St. Joseph hospital in Bellingham reported Wednesday, Aug. 18, that it is treating 30 COVID patients, which was down seven from the pandemic record 37 it reported Tuesday. Before last weekend, the highest daily total the hospital had seen throughout the pandemic was 31.
“Our hospitalizations have increased dramatically. We had very few hospitalizations for weeks,” Whatcom County Health Director Erika Lautenbach said during an online briefing last week, adding, “it’s incredibly concerning given the fact that there are very few hospitals in the state that have capacity.”
So what’s causing this recent increase in hospitalizations?
COVID case numbers in the community are obviously up, as Whatcom and the rest of Washington state are in the midst of the fifth wave of the pandemic.
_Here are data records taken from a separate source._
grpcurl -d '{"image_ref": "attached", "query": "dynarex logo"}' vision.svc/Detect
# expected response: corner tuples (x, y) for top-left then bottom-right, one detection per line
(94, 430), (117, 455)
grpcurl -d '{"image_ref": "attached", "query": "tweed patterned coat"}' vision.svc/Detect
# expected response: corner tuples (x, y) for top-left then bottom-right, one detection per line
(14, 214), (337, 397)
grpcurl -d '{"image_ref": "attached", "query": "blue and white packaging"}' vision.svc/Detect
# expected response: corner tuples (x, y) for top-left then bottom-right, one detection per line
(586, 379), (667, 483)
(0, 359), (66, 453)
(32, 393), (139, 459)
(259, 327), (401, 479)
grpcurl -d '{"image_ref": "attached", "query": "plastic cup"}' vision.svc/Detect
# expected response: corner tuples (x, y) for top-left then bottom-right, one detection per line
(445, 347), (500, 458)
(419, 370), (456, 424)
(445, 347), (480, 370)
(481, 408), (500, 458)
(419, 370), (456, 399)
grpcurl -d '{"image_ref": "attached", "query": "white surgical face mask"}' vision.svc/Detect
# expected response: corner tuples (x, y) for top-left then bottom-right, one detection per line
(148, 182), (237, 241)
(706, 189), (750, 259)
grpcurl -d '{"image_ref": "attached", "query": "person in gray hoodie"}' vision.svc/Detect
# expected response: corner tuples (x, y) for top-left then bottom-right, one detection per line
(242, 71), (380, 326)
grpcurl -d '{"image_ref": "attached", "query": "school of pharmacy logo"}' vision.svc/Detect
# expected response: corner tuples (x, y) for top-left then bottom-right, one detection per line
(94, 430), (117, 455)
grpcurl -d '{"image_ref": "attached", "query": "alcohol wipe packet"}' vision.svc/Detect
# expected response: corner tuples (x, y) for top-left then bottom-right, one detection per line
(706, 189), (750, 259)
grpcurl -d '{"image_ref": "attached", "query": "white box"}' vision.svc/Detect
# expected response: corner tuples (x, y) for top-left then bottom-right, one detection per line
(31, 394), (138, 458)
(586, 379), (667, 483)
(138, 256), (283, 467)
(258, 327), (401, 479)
Whatcom County has gone from a two-week infection rate of 47.8 confirmed cases per 100,000 residents reported on July 13 to a rate of 225.9 reported by the state’s Risk Assessment Dashboard on Tuesday.
That’s despite the state reporting that as of Saturday, 62.3% of all Whatcom County residents had initiated vaccination and 56.9% had completed it.
“There is about a two week lag period on verification of breakthrough cases and hospitalizations from DOH, so we don’t have confirmed vaccination status data for the most recent time period,” Whatcom County Health Department Health Information and Assessment Supervisor Amy Hockenberry said in a statement emailed to The Bellingham Herald Wednesday.
“However, our preliminary analysis of the COVID-19 hospitalization rate in recent weeks leaves us very concerned about an increasing rate of hospitalization among people who we’ve assessed are fully vaccinated. This is most likely due to the Delta variant.”
If that does turn out to be the problem, it would be a change from what the county health department found between February and June. During that period, the health department reported that only five of 210 COVID-related hospitalizations (2.4%) were in people who were fully vaccinated.
As of the state’s most recent COVID-19 Cases, Hospitalizations and Deaths in Persons Who Are Not Fully Vaccinated report released Aug. 18, 95.2% of Whatcom’s COVID cases between February and July were in people who were not fully vaccinated. Hospitalizations were not reported down to the county level, but statewide fully vaccinated people accounted for only 5.5% of all COVID-related hospitalizations between Feb. 1 and Aug. 3 and 7.1% of all COVID-related deaths between Feb. 1 and July 20.
The increased COVID hospitalizations have once again forced PeaceHealth to restrict patient visitors.
But the hospital said the increase in COVID hospitalizations has not yet forced the postponement of many non-emergent surgeries.
“We currently review hospital capacity and the impact of COVID on normal hospital operations twice a day, including the capacity to support scheduled surgeries,” Chief Medical Officer Dr. Sudhakar Karlapudi said in a statement emailed to The Herald. “In addition, our surgeons meet to review all cases scheduled in the days and weeks ahead and advise on the priority level of each.
“So far, we have elected to postpone and reschedule only a few non-urgent surgeries. Patients whose procedures need to be rescheduled are notified immediately.”